I assume that people in the American South, white and black, went through their days taking things one at a time, in routines, enjoying what they could and suffering what they must, without too much reflection on the other ways that society might better be organized or the ethics of accepting the current social and economic institutions rather than "to take arms against a sea of troubles, and by opposing end them".
"normalizing the unthinkable": "doing terrible things in an organized and systematic way rests on 'normalization.' This is the process whereby ugly, degrading, murderous, and unspeakable acts become routine and are accepted as 'the way things are done.'
Edward S. Herman, quoted in Wikipedia
Southern slave holders did in fact seek to create an extensive justification of the institution of slavery, such as:

  • The ancient Hebrews had slaves yet slavery was not condemned in the bible, therefore it might be a divinely ordained system.
  • Africans were the descendants of Ham and thus condemned to eternal slavery by God.
  • Slavery was a means of Christianizing the slaves and thus saving their immortal souls.
  • Blacks would only work enough to support the economy and the nation under the discipline of slavery.
  • Slave holders were smarter and more civilized than their slaves and through their protection of their slaves improved the conditions of the slaves lives.
  • Black slaves in the South were better off than the white "wage slaves" in the North.
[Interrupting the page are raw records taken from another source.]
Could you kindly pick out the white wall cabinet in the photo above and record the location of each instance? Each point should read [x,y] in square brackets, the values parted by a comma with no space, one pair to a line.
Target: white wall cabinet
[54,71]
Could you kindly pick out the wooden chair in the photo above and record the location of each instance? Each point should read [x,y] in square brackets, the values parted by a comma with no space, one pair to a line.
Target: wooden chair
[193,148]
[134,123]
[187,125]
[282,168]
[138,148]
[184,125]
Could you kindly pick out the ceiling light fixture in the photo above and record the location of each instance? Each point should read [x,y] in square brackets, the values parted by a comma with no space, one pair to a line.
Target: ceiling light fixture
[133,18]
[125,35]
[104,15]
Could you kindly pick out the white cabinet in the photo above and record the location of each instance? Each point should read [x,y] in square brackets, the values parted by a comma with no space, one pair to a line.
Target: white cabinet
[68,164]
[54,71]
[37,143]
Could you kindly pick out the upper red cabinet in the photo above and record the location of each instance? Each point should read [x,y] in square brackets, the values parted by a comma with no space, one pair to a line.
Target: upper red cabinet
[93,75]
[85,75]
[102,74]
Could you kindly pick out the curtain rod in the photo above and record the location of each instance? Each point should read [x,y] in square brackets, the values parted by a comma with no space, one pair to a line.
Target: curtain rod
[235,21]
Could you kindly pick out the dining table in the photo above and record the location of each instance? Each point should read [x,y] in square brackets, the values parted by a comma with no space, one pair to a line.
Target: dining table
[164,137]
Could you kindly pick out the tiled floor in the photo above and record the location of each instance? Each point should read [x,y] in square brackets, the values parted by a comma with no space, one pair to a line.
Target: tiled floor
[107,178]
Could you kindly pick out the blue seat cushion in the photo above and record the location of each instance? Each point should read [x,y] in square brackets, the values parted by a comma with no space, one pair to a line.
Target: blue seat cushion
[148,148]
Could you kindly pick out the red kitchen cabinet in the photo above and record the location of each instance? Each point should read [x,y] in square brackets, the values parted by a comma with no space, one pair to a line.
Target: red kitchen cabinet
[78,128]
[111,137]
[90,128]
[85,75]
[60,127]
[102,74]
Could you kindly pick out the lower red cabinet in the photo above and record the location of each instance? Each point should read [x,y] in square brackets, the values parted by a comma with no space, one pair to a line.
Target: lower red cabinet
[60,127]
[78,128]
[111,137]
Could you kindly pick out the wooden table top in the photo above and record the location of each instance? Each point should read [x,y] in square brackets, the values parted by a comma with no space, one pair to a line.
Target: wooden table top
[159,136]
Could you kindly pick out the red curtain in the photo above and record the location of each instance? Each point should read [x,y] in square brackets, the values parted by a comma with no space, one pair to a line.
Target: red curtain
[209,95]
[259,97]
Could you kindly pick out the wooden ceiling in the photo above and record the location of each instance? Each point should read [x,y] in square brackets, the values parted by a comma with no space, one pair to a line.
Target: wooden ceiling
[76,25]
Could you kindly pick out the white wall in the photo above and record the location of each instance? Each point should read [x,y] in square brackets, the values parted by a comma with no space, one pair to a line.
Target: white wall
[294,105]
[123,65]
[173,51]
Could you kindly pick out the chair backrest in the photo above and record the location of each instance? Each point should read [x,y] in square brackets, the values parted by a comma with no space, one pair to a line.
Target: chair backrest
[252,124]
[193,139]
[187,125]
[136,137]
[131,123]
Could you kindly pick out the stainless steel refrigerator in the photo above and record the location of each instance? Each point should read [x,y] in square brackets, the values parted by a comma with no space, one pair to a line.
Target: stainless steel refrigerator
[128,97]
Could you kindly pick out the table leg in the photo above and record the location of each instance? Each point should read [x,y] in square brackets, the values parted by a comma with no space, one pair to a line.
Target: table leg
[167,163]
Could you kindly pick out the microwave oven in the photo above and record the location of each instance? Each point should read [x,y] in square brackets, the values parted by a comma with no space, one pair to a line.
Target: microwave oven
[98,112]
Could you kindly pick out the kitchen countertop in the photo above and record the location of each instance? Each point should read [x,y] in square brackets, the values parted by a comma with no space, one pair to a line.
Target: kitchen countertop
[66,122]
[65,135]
This last might be more convincing had not the desperate Irish immigrants to the South often been given jobs that were too dangerous for the slaves, since the economic loss would be less to the employer were the Irish immigrant to die or be crippled than would be the case were it to happen to an economically valuable slave.
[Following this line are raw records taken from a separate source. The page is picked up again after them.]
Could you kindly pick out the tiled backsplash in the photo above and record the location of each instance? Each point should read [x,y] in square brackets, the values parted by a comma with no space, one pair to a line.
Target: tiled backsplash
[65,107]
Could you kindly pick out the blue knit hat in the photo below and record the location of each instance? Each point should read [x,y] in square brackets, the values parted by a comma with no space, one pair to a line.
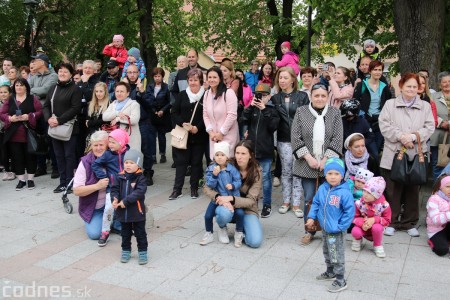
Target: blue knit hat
[335,164]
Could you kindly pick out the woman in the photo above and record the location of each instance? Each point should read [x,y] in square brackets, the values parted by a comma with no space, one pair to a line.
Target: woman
[160,112]
[21,111]
[442,101]
[316,136]
[220,111]
[251,175]
[187,106]
[287,101]
[399,119]
[126,113]
[63,104]
[92,192]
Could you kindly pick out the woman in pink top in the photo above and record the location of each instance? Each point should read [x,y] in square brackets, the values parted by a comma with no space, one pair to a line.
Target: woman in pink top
[220,111]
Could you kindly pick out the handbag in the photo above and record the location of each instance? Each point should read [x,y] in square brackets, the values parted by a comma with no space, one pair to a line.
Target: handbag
[61,132]
[180,135]
[410,172]
[443,150]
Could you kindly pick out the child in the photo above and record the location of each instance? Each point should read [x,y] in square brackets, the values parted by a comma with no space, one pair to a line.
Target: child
[289,59]
[129,196]
[108,166]
[333,206]
[438,216]
[372,215]
[134,58]
[223,177]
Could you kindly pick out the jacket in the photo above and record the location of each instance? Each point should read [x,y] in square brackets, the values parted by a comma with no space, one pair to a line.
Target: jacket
[261,126]
[229,175]
[333,207]
[130,188]
[397,119]
[297,99]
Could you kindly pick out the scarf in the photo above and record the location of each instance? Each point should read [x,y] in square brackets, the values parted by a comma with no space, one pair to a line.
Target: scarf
[195,97]
[353,163]
[318,131]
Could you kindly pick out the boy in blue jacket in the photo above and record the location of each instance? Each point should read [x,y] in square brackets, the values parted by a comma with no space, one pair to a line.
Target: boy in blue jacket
[334,207]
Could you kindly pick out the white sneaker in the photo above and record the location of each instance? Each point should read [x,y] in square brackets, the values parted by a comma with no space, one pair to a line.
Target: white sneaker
[389,231]
[207,238]
[379,251]
[238,236]
[223,235]
[413,232]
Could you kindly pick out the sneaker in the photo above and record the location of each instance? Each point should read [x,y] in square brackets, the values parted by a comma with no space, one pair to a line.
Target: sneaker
[266,212]
[238,236]
[284,208]
[413,232]
[103,240]
[20,185]
[126,255]
[356,245]
[379,251]
[326,276]
[223,235]
[142,257]
[337,286]
[208,237]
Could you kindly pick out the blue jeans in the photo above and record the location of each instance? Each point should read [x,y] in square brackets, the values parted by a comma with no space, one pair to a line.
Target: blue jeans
[252,226]
[266,164]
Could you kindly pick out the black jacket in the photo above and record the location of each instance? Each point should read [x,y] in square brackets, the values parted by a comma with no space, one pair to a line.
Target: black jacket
[261,126]
[297,99]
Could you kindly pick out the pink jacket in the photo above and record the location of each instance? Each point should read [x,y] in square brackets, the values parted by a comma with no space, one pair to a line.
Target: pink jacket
[438,214]
[221,115]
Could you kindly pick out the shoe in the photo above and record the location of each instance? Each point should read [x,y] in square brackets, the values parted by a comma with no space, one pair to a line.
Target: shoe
[284,208]
[337,286]
[356,245]
[103,240]
[238,236]
[223,235]
[413,232]
[20,185]
[208,237]
[142,257]
[30,184]
[326,276]
[175,195]
[379,251]
[266,212]
[389,231]
[126,255]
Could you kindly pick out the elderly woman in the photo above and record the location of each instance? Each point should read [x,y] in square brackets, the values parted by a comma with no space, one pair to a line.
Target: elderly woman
[92,192]
[126,113]
[316,136]
[400,118]
[442,101]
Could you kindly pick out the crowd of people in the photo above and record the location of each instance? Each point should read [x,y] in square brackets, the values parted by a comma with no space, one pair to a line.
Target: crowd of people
[324,129]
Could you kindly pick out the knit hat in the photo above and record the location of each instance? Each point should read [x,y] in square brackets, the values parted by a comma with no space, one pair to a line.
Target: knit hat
[363,175]
[135,53]
[223,147]
[375,186]
[335,164]
[135,156]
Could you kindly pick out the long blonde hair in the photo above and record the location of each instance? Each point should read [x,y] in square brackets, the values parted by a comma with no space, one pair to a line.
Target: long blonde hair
[93,105]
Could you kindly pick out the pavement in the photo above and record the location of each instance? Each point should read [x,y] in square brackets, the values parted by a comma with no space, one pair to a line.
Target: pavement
[45,254]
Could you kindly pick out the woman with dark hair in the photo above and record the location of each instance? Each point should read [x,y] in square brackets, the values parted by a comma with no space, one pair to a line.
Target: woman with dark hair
[63,104]
[251,175]
[19,113]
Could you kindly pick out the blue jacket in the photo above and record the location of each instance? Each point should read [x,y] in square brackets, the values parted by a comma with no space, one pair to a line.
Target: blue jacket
[333,207]
[218,183]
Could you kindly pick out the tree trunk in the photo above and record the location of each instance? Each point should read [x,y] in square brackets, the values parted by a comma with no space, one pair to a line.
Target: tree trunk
[420,31]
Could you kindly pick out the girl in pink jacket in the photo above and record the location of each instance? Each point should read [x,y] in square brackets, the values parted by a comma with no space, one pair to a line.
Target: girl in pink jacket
[438,217]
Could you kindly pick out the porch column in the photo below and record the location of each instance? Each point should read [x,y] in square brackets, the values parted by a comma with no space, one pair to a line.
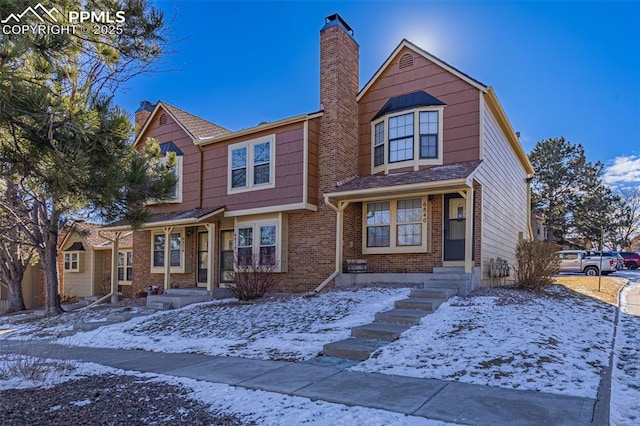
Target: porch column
[114,268]
[342,205]
[167,256]
[211,229]
[468,233]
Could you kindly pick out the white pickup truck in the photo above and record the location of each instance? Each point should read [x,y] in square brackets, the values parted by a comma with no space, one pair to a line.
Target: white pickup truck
[580,261]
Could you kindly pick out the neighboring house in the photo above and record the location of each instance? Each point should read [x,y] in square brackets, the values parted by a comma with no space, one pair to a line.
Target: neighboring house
[85,262]
[418,169]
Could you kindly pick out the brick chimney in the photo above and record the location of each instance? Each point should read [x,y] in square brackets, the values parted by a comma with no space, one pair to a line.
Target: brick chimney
[142,113]
[339,57]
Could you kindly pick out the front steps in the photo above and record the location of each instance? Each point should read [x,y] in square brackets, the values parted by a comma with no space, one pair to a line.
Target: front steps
[389,325]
Digging through the banality of everyday life and the pseudo-religious or pseudo-philosophical subterfuge and self-delusion there was of course a core of real evil. I am not speaking only of the evil recognized by most southerners of the day of the sadistic slave owner or slave driver, but the evil of the majority living within a system that denied the human dignity of people, that exploited a minority for the profit of a very few, that enabled the sadist and the predator to exercise their will on people made defenseless, and that denied freedom to so many. The evil of course was not restricted to the South; think of the New Yorkers who sought that the city secede from the Union in order better to profit from the war.

There was of course also virtue displayed by Southerners. Think of the heroism of those who ran the underground railroad helping slaves escape to the North, or of the nearly 200,000 blacks who fought for the Union and the emancipation of all slaves. Indeed think of the white unionists from the South who enlisted in the Union forces to fight against the slave-holding Confederacy, in a war harder and more terrible for its soldiers than most wars today. Indeed, think of the people who led their slave holding states to remain in the Union, or the people who led in the secession of their counties or regions from their former states when those states joined the Confederacy.